Exhibit (b)(1)

 

NEW MOUNTAIN GUARDIAN CORPORATION

 

B Y L A W S

 

ARTICLE I
Offices

 

SECTION 1.1.    Registered Office.    The registered office of the Corporation within the State of Delaware shall be in the City of Wilmington, County of New Castle.

 

SECTION 1.2.    Other Offices.    The Corporation may also have one or more other offices either within or without the State of Delaware as the Board of Directors shall from time to time determine, or as the business of the Corporation may require.

 

ARTICLE II
Stockholders’ Meetings

 

SECTION 2.1.    Annual Meeting.    The annual meeting of stockholders of the Corporation shall be held each year within five months after the close of the preceding fiscal year of the Corporation, at the time and place designated by the Board of Directors. The purpose of such meeting shall be the election of directors, and the transaction of such other business as may properly come before the meeting.
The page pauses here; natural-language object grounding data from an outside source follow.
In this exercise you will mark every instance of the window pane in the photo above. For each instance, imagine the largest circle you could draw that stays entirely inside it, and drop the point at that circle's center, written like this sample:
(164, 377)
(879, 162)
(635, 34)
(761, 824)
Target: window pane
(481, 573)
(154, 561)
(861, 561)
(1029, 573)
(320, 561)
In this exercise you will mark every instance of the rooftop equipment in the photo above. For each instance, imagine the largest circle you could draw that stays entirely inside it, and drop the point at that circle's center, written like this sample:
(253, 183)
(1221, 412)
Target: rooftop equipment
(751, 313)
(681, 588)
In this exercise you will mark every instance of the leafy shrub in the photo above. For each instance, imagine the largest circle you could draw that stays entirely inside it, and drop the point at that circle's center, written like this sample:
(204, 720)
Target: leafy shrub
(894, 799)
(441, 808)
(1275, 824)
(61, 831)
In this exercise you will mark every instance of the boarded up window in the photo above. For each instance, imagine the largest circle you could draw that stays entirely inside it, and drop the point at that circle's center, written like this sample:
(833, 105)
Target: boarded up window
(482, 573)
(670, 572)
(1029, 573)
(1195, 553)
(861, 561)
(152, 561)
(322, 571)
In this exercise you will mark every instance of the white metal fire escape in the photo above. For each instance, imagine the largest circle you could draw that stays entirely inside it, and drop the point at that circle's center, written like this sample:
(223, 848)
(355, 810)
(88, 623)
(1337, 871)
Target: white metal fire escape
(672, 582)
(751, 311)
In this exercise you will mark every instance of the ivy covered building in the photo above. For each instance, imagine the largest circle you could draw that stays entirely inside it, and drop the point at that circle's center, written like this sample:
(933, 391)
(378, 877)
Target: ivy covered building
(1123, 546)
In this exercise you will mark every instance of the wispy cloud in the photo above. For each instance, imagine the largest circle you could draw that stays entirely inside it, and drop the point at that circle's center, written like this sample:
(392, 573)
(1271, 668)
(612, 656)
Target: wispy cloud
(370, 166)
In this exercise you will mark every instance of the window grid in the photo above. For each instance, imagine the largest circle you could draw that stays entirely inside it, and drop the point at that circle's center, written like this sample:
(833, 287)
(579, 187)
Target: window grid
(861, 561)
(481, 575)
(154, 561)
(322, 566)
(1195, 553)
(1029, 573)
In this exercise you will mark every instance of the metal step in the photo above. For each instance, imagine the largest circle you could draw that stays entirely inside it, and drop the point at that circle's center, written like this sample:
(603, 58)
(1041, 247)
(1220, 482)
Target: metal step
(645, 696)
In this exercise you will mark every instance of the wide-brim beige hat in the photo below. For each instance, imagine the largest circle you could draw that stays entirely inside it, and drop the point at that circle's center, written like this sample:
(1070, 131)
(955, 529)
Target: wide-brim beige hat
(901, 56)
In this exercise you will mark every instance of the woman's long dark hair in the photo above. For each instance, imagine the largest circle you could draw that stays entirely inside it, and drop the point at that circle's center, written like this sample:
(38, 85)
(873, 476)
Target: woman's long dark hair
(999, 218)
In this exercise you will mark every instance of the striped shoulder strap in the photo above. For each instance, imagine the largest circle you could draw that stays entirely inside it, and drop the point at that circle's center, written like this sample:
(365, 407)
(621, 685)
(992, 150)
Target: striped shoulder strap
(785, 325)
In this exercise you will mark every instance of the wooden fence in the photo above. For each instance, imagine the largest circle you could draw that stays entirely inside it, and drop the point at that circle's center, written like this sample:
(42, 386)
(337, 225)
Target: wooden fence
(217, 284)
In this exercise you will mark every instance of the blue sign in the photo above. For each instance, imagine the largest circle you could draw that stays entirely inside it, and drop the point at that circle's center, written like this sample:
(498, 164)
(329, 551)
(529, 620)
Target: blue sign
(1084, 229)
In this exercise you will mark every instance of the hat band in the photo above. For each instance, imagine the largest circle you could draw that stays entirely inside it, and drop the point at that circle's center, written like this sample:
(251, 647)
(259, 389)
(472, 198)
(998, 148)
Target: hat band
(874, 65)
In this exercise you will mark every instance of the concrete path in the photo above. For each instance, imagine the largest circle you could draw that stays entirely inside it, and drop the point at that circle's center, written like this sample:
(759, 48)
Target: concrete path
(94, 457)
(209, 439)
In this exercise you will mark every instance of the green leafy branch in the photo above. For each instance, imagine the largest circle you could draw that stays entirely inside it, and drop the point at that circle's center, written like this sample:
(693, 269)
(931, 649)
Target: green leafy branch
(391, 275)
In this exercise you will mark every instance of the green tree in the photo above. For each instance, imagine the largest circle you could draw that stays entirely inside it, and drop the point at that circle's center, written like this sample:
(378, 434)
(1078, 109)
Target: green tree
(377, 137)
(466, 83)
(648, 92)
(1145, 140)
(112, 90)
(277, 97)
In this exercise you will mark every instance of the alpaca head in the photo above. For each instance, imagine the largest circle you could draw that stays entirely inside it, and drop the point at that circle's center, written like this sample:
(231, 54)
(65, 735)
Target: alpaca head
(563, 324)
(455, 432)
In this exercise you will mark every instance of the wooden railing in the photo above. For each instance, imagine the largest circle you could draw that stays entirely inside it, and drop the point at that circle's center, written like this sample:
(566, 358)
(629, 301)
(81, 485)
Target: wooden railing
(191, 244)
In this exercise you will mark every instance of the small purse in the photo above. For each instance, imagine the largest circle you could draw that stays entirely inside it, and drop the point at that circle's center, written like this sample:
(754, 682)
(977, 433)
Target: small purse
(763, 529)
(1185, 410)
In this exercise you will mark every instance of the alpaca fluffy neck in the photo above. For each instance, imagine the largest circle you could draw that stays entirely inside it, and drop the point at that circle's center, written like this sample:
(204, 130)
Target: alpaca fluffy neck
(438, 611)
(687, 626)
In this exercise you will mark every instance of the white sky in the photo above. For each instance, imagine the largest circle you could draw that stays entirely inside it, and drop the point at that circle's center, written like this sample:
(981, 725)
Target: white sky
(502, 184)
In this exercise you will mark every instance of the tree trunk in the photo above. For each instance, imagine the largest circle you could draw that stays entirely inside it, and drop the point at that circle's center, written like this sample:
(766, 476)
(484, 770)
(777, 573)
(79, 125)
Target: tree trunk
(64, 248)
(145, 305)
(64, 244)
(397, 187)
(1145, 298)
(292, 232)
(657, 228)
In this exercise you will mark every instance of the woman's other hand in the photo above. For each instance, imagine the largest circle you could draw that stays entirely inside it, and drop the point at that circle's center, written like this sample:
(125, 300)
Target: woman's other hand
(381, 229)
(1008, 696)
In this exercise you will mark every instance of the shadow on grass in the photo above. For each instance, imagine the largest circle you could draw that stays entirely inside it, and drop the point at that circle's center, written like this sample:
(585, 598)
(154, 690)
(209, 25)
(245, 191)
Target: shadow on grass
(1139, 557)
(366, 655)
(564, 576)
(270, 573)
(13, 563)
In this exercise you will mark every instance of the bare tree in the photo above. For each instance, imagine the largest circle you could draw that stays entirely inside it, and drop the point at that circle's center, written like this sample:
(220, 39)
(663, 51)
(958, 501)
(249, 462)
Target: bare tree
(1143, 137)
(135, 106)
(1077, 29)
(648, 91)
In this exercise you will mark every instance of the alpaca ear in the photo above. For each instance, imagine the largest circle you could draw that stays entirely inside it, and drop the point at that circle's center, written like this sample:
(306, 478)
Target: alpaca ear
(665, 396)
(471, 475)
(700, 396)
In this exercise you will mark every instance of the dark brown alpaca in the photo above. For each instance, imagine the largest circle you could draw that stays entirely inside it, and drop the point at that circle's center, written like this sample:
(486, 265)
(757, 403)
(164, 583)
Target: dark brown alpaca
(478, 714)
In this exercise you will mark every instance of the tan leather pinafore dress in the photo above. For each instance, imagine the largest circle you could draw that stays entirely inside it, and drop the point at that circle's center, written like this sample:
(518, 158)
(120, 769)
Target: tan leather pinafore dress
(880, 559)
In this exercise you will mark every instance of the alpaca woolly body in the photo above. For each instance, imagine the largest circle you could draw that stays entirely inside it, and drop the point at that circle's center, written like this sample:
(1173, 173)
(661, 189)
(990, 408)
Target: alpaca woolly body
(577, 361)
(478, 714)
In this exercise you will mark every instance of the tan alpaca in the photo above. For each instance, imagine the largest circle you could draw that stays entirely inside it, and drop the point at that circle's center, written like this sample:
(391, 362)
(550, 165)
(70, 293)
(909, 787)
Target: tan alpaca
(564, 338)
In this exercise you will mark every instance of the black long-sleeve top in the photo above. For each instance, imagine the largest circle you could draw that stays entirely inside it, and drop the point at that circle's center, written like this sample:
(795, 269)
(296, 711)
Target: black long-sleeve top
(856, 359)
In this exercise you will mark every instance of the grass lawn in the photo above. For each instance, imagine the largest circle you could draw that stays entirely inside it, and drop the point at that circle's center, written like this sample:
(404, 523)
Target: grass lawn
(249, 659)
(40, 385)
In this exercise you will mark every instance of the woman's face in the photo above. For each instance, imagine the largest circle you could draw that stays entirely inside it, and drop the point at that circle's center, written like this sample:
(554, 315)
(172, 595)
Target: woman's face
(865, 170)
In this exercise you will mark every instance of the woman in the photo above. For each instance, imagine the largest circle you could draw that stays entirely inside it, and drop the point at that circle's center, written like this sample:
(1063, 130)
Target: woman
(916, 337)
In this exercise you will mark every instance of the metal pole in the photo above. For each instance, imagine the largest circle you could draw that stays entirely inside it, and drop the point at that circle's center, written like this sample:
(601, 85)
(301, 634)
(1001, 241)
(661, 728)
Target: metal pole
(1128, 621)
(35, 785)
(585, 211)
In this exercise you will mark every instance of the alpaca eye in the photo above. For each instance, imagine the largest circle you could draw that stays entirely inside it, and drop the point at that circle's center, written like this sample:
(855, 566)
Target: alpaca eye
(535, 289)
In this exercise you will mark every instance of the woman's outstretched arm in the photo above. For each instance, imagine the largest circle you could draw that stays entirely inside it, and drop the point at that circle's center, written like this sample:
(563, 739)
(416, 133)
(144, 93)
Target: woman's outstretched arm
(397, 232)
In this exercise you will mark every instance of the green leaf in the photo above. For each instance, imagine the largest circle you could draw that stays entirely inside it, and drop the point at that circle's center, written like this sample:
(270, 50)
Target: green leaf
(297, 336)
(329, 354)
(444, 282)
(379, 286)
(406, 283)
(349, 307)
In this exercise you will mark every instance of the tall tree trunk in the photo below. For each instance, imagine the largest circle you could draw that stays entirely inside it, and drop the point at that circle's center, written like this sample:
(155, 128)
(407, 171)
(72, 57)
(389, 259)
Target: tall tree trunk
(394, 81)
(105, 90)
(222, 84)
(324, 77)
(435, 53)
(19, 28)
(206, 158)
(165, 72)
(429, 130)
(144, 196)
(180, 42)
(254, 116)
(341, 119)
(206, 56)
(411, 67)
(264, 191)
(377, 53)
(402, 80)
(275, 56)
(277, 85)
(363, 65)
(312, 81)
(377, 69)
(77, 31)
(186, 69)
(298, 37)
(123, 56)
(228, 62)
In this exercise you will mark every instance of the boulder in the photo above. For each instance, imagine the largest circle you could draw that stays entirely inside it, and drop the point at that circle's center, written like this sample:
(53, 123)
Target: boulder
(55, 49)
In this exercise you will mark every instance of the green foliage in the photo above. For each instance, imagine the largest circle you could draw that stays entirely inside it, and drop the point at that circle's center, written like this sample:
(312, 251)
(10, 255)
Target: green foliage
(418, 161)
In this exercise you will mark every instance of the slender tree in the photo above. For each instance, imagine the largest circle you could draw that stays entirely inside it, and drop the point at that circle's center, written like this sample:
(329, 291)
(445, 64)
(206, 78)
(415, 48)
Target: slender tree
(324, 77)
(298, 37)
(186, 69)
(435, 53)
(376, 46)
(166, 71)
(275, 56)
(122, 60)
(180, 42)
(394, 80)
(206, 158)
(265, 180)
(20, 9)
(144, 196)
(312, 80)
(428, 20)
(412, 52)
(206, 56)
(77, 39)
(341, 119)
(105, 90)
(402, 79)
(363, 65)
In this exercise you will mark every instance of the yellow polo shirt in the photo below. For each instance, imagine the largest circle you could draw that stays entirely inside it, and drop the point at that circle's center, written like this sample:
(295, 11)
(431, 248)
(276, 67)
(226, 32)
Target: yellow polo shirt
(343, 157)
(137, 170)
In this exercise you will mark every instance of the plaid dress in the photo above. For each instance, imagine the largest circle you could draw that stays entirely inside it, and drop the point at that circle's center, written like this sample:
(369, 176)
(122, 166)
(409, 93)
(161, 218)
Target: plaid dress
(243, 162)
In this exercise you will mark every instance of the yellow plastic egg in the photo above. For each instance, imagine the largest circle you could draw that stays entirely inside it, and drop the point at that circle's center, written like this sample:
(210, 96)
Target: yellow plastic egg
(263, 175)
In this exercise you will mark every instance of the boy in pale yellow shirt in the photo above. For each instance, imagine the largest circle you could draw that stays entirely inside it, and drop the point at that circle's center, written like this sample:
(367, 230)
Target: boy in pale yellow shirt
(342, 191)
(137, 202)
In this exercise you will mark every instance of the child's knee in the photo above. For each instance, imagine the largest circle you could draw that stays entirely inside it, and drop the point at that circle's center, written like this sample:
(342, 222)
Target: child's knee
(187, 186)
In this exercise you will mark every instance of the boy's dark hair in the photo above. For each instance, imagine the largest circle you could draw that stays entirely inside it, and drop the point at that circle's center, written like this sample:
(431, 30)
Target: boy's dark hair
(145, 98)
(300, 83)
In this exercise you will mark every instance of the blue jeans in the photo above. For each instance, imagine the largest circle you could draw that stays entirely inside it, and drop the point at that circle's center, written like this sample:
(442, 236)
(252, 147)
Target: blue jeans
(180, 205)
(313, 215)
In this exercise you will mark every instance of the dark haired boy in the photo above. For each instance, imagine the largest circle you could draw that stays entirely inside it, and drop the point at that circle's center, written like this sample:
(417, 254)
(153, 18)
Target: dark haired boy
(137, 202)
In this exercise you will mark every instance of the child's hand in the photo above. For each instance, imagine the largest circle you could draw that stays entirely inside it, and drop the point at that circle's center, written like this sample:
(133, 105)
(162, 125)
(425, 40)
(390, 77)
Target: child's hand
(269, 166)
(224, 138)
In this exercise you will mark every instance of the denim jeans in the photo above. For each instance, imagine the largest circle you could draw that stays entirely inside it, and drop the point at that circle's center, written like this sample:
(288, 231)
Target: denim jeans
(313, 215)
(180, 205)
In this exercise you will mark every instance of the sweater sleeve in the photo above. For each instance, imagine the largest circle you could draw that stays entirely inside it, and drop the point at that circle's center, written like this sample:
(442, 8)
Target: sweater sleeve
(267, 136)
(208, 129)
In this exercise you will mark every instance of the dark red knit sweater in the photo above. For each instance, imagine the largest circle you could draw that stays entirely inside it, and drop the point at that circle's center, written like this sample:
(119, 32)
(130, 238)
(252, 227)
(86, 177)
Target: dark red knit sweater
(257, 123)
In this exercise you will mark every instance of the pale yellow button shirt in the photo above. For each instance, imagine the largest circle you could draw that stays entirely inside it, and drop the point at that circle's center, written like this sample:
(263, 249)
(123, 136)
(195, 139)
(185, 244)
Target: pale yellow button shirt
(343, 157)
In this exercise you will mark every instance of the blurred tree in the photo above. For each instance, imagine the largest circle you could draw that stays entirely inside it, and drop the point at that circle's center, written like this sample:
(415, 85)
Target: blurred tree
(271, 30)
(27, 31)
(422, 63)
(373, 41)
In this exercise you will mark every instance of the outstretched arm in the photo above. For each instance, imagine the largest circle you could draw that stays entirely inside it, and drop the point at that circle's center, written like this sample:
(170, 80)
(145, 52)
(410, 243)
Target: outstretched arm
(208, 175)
Notice of the time and place of the annual meeting of stockholders shall be given to each stockholder of record of the Corporation, by mailing to such stockholder, at least 10 days and not more than 60 days prior to the meeting, a notice thereof, postage prepaid, addressed to the stockholder’s last known post office address.

 

SECTION 2.2.    Special Meetings.    Special meetings of stockholders shall be called by the Board of Directors, the Chairman of the Board, the Chief Executive Officer or by the Corporate Secretary upon the written request of stockholders holding at least a majority of the outstanding shares of stock of the Corporation. Notice of such special meetings shall state the time, place, and purpose of the meeting, and shall be given in the same manner as is provided in the case of annual meetings.

 

SECTION 2.3.    Quorum; Adjournments.    The holders of a majority of the outstanding shares of stock of the Corporation shall constitute a quorum at a meeting of stockholders for the transaction of any business. The stockholders present or represented by proxy may adjourn the meeting in the absence of a quorum.

 

SECTION 2.4.    Voting.    Each share of stock shall entitle the holder of record to one vote. The election of directors shall be decided by a plurality of the votes cast. Any other action shall be authorized by a majority of the votes cast except where a different percentage of votes and/or a different exercise of voting power is required by statute, the Certificate of Incorporation, or these Bylaws. In the election of directors, and for any other action, voting need not be by ballot.

 

SECTION 2.5.    Representation by Proxy.    Every stockholder may authorize another person or persons to act for it by proxy in all matters in which a stockholder is entitled to participate. Every proxy must be signed by the stockholder or its attorney-in-fact. No proxy shall be voted or acted upon after three years from its date unless such proxy provides for a longer period.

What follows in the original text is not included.